Patient safety

Copyright © 2006 Society of Hospital Medicine

The National Patient Safety Foundation defines safety as the avoidance, prevention and amelioration of adverse outcomes or injuries stemming from the processes of health care. Hospitalized patients are at risk for a variety of adverse events. Hospitalists anticipate complications from medical assessment and treatment, and take steps to reduce their incidence or severity. Application of individual and system failure analysis can improve patient safety. Hospitalists will increasingly lead and participate in multidisciplinary development of interventions to mitigate system and process failures. They will also need to assess the effects of recommended interventions across the continuum of care.


Hospitalists should be able to:

  • Identify the most common safety problems and their causes in different hospitalized patient populations.

  • Explain the role of human factors in device, procedure and technology‐related errors.

  • Specify clinical practices and interventions that improve the safe use of high‐alert medications.

  • Summarize methods of system and process evaluation of patient safety.

  • Describe the elements of well‐functioning teams.

  • Differentiate retrospective and prospective methods of evaluating medical errors.

  • Discuss the significance of sentinel events and near misses and their relationship to voluntary and mandatory reporting regulations.

  • Describe the components of Root Cause Analysis (RCA) and Failure Mode and Effects Analysis (FMEA).


Hospitalists should be able to:

  • Prevent iatrogenic complications and proactively reduce risks of hospitalization.

  • Formulate age‐ and disease‐specific safety practices, which may include reduction of incidence and severity of falls, decubitus ulcers, delirium, hospital‐acquired infections, venous thromboembolism, malnutrition, and medication adverse events.

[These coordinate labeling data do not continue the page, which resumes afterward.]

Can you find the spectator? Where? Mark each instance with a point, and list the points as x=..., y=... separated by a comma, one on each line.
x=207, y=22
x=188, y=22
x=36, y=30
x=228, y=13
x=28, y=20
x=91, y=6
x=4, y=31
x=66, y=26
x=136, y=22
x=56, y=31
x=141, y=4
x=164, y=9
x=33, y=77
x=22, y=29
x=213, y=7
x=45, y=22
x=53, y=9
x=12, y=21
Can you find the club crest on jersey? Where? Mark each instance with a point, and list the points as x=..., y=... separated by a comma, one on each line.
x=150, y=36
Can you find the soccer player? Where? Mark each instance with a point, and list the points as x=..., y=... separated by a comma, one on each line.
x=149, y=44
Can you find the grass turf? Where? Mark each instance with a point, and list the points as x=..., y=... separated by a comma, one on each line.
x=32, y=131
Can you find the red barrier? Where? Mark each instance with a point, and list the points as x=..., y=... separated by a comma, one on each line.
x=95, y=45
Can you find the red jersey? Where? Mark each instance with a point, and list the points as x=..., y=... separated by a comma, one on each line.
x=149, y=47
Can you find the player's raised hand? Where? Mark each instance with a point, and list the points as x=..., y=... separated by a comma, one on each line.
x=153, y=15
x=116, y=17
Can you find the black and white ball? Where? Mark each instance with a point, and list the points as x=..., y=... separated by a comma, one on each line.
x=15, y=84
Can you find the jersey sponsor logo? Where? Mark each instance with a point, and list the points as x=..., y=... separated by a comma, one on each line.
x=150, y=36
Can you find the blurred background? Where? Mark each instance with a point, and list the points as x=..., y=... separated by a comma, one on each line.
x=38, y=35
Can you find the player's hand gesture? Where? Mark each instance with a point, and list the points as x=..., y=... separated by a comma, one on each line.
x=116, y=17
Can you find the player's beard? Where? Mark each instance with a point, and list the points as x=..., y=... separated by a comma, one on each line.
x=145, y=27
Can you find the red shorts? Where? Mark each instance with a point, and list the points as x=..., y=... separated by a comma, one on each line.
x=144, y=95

  • Develop, implement and evaluate practice guidelines and care pathways as part of an interdisciplinary quality improvement initiative.

  • Gather, record and transfer patient information utilizing timely, accurate and confidential mechanisms.

  • Develop systems that promote patient safety and reduce the likelihood of adverse events.

  • Contribute to and interpret retrospective RCA and prospective Healthcare FMEA multidisciplinary risk evaluations.

  • Function as a member and/or leader of interdisciplinary safety teams.

  • Design evaluation methods and resources to define problems and recommend interventions.


Hospitalists should be able to:

  • Appreciate that adverse drug events must be monitored and steps taken to reduce their incidence.

  • Advocate and help foster a non‐punitive error‐reporting environment.

  • Exemplify safe medication prescribing and administration practices.

  • Facilitate practices that reduce the likelihood of hospital‐acquired infection.

  • Internalize and promote behaviors that minimize workforce fatigue, occupational illness and burnout.

  • Appreciate that redundant systems may reduce the likelihood of medical errors.

  • Understand the risk management issues of patient safety efforts.

  • Utilize evidence based evaluation methods and resources when defining problems and designing interventions.

  • Lead, coordinate or participate in multidisciplinary teams to improve the delivery of safe patient care.

  • Judge the effect of patient volume on the quality, efficiency and safety of healthcare services.

  • Prioritize patient safety evaluation and improvement efforts based on the impact, improvability and general applicability of proposed evaluations and interventions.

  • Employ continuous quality improvement techniques to identify, construct, implement and evaluate patient safety issues.

  • Lead, coordinate or participate in the development, use and dissemination of local, regional, or national clinical practice guidelines and patient safety alerts pertaining to the prevention of complications in hospitalized patients.

  • Lead, coordinate or participate in efforts to create a culture in which issues of patient safety and medical errors can be discussed openly, without fear of repercussion.